Other than that it’s pretty slim pickings for touring acts – you get your Whitneys and Michael Boltons – but not much more. Shanghai has some great people and good bars, but being a finance city the focus is on venues with generic jazz or typical house or smooth rock. But underneath it all, things are exploding. We went across the river the other day to Pudong to see Nanjing’s PK-14. Pudong is the corporate capital of Shanghai and a memorial to the skyline of the Jetsons, but being there it’s hard to believe it didn’t even exist five to 10 years ago. It was just rice paddies. So with that massive rate of ‘progress’ it’s easy to imagine that within a few years things will have changed dramatically again.
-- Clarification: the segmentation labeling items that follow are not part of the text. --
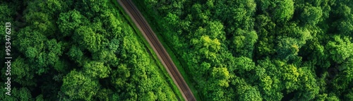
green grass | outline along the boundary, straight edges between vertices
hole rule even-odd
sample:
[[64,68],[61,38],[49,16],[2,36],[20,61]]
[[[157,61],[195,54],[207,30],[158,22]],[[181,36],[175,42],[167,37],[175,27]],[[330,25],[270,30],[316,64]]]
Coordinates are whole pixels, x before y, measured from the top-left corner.
[[[160,25],[161,23],[159,22],[158,20],[160,19],[162,19],[159,16],[156,16],[153,12],[151,12],[151,11],[148,10],[147,7],[144,4],[143,1],[136,1],[136,0],[133,0],[134,2],[135,5],[138,8],[138,10],[141,12],[141,13],[143,15],[146,20],[148,22],[150,25],[151,26],[152,29],[155,32],[155,33],[157,34],[157,36],[158,39],[160,40],[160,42],[162,44],[163,47],[165,48],[168,54],[169,54],[170,57],[173,60],[174,63],[178,68],[179,71],[180,73],[181,73],[183,78],[184,78],[185,81],[188,84],[189,87],[191,90],[191,91],[193,93],[193,95],[196,98],[197,100],[201,100],[201,95],[198,94],[198,90],[195,88],[196,83],[195,82],[191,82],[191,80],[192,80],[191,78],[190,74],[188,75],[186,73],[186,70],[189,71],[188,69],[188,66],[186,64],[186,61],[181,58],[181,56],[180,56],[178,54],[174,53],[174,52],[176,52],[176,50],[172,47],[172,46],[169,46],[170,42],[165,41],[166,38],[164,38],[161,33],[163,32],[166,32],[167,30],[164,28],[161,28],[162,26]],[[181,63],[184,63],[184,64],[181,64]]]
[[[163,75],[164,77],[162,77],[162,78],[165,78],[166,82],[169,85],[170,88],[172,88],[173,92],[175,93],[175,95],[177,96],[178,99],[179,99],[181,100],[184,100],[184,99],[183,98],[183,96],[181,95],[181,92],[178,89],[178,87],[176,87],[175,83],[174,83],[173,80],[172,79],[170,76],[168,74],[168,72],[167,71],[166,69],[162,64],[160,61],[159,61],[158,57],[157,57],[157,54],[155,54],[155,52],[154,52],[151,46],[149,45],[148,42],[145,39],[145,37],[142,35],[141,32],[140,32],[140,30],[138,30],[138,28],[137,28],[137,26],[135,24],[133,24],[133,22],[132,21],[131,18],[124,11],[124,8],[118,4],[117,1],[112,0],[112,1],[111,1],[111,2],[113,2],[115,6],[117,7],[116,8],[119,8],[117,10],[120,10],[120,12],[124,16],[125,20],[128,20],[129,22],[128,23],[129,25],[133,28],[135,32],[136,33],[136,35],[138,35],[138,38],[143,41],[144,46],[148,49],[148,50],[147,50],[148,52],[148,53],[150,54],[150,56],[152,57],[153,60],[154,60],[154,63],[155,63],[156,66],[157,66],[160,68],[160,69],[158,69],[159,72]],[[158,37],[158,38],[160,38],[160,37]],[[164,44],[163,44],[163,45],[164,46]]]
Plus the past year has seen some killer local bands getting levels of exposure and confidence to get out and explore. Subs (pictured), of course, are one of the best live bands China has to offer and increasingly one it’s best known internationally. But there are plenty of others. PK-14 play angular indie songs influenced by the usual suspects atm, Joy Division, Gang of Four. Ma Fei San play an uncompromising sound somewhere between hardcore, post punk, post rock, experimental and noise. And D!O!D!O!D! (they have to be influenced at least nomenclaturely by !!!) play improv sounds drawing on rock and free jazz.
PK-14 – 她丢失了信仰
PK-14 – ç‡¥çœ å¤œ
PK-14 – 这辆红色列车
There’s a growing pool of other bands making cool, if often derivative sounds (but then again isn’t most rock?) and plenty of them are playing at the Midi Festival in Beijing over the next week. I’m interested to hear more of punk girl band Hang On The Box.
Piracy is the biggest problem for music here. It’s so easy to get fake CDs and so hard to get the real things. No record shops and mail order can take a LONG time, the only reliable sources for music are a handful of pirate stalls that sell fairly obvious alternative CDs or downloading music. So the scenes here don’t have that local record shop locus that has focussed so many music scenes (though of course that’s a trend on a larger scale than just China). From what I hear though, musicians, especially underground punk and electronics, are starting to connect via online hubs (one that’s open to non-Mandarin readers is Wuhan Punk). Most are pretty closed to foreigners right now, but it could be the start of something pretty interesting.
Check out Beijing-based music journo Jon Campbell’s column at Pop Matters for local knowledge. He’s the English speaking face of Subs, he’s written for the Wire and most English language press in China, so he knows what’s what.